I picked up the pace, my hips slamming into hers with a wet, rhythmic thud that echoed off the stone walls. The silk of her dress was caught between our bodies, a crushed, expensive mess, but all I could feel was the way her pussy was milking me, the way she was tilting her pelvis to meet every one of my thrusts. I reached down between us, my thumb finding the little bud of her clit that was swollen and hard, and I started to rub it in time with my strokes.
She came apart instantly. Her whole body spasmed, her internal muscles clamping down on me so hard I thought I was going to pass out. She was shaking, her head thrown back, her throat a long, elegant line in the shadows as she let out a high, thin wail that the rain swallowed whole. Seeing her like that, watching the way her eyes rolled back as she shuddered under me, it blew the doors off whatever restraint I had left.
I buried my face in the curve of her neck, my teeth sinking into the skin there, and I just went wild, driving into her with everything I had, my heart slamming against my ribs like a trapped bird. I felt the heat rising in my gut, that inevitable, heavy swell, and then I was pouring into her, a thick, hot rush that seemed to go on forever, my legs turning to water as I finished, my forehead coming to rest against hers.
We stayed like that for a long time, both of us just breathing, the only sound the drip-drip-drip of water from the eaves and the distant, muffled thump of a DJ playing a remix of a song neither of us liked.

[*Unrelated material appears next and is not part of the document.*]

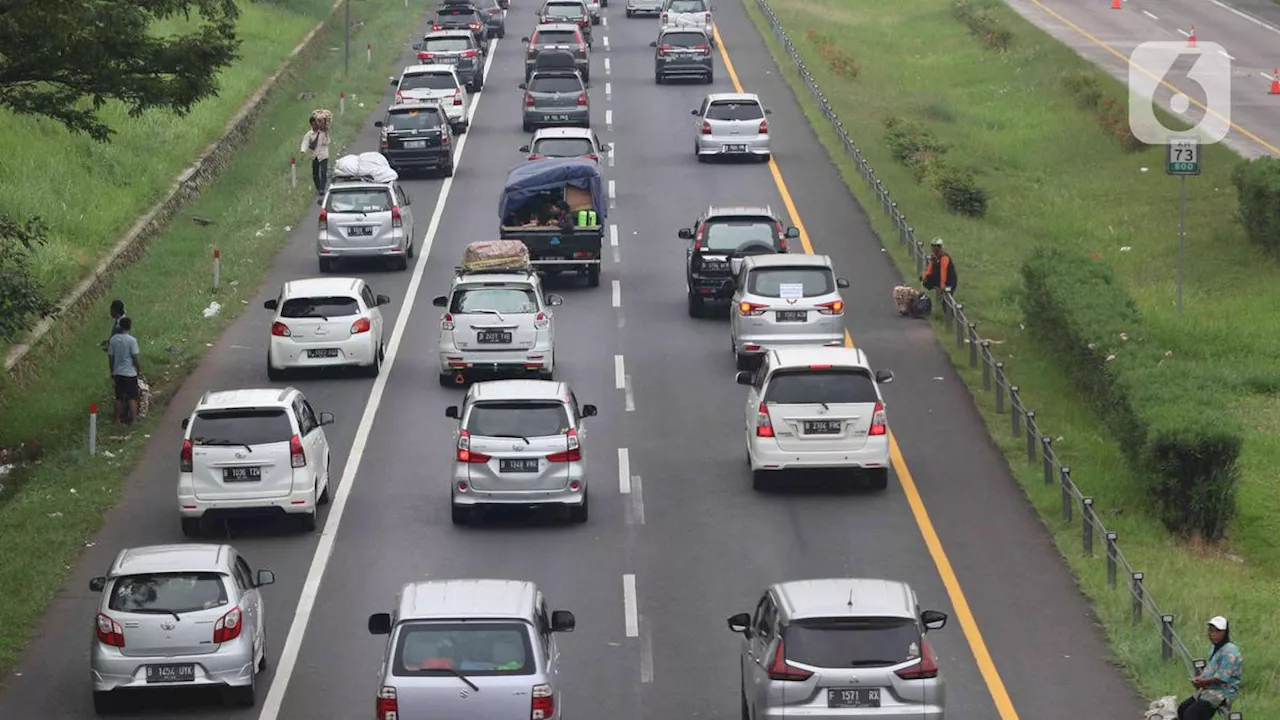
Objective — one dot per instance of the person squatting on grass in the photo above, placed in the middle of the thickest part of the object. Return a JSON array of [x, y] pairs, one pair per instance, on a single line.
[[1219, 682]]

Her silk dress was a disaster, hiked up around her waist, damp and stained, and my suit was a wreck, but when she looked at me and smiled—this slow, devastatingly private smile—I knew I’d never felt more awake in my entire life.
I have to go. The Fiat is stopping and she's waiting for me at the coffee bar across from the hotel. She still has a smudge of mud on her collar and I'm not going to tell her. I'm just going to kiss it.